Preferably the molten hydroquinone of step a) comprises less than 10 wt.% of water, preferably less than 5 wt.% of water, more preferably less than 2.5 wt.%, still more preferably less than 2.0 wt.% and even more preferably from 0.1 wt.% to 1 wt.%. The molten composition comprises from 0.1 wt.% to 10 wt.% of water and therefore said molten hydroquinone is not an aqueous solution of hydroquinone. Advantageously the molten hydroquinone can further comprise some other compounds. Generally the total amount of other compounds is less than 50 000 ppm, preferably less than 10 000 ppm, more preferably less than 5 000 ppm and still more preferably is less than 2 000 ppm. Preferably the amount of other compounds is more than 100 ppm, more preferably more than 200 ppm and still more preferably is more than 300 ppm. The other compounds can for example be impurities derived from the preparation process of hydroquinone, or can be added notably as antioxidant. Other compounds can preferably be selected from the group consisting of 4-hydroxy-acetophenone, resorcinol, pyrocatechol, pyrogallol, bisphenol A, para phenoxy phenol, isopropylhydroquinone.

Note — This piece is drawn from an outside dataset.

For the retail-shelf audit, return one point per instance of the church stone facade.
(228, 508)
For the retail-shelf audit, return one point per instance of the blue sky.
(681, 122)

In another aspect, the molten hydroquinone of step a) can further comprise one or several other polymerization inhibitor preferably selected from the group consisting of diphenol derivatives, phenol derivatives, phenothiazine, derivatives of TEMPO (2,2,6,6,tetramethyl-l- piperidine N-oxyl, or derivatives like 4-Hydroxy-2,2,6,6-tetramethylpiperidinyloxyl or 4-Oxo- 2,2,6,6-tetramethyl-l -piperidinyloxyl), benzoic acid, tocopherol derivatives, vitamin E, para- benzoquinone, derivatives of phenylene diamines, aromatic nitro or nitroso derivatives, manganese complexes, preferably manganese acetate, copper complexes having an oxidation state of 2, preferably copper dibutyl dithiocarbamate or copper acetate. The total amount of other polymerization inhibitor is not particularly limited, provided the hydroquinone prills obtained at the end of the process remain white or lightly colored. Hence the amount of added polymerization inhibitor is linked to the choice of said polymerization inhibitor.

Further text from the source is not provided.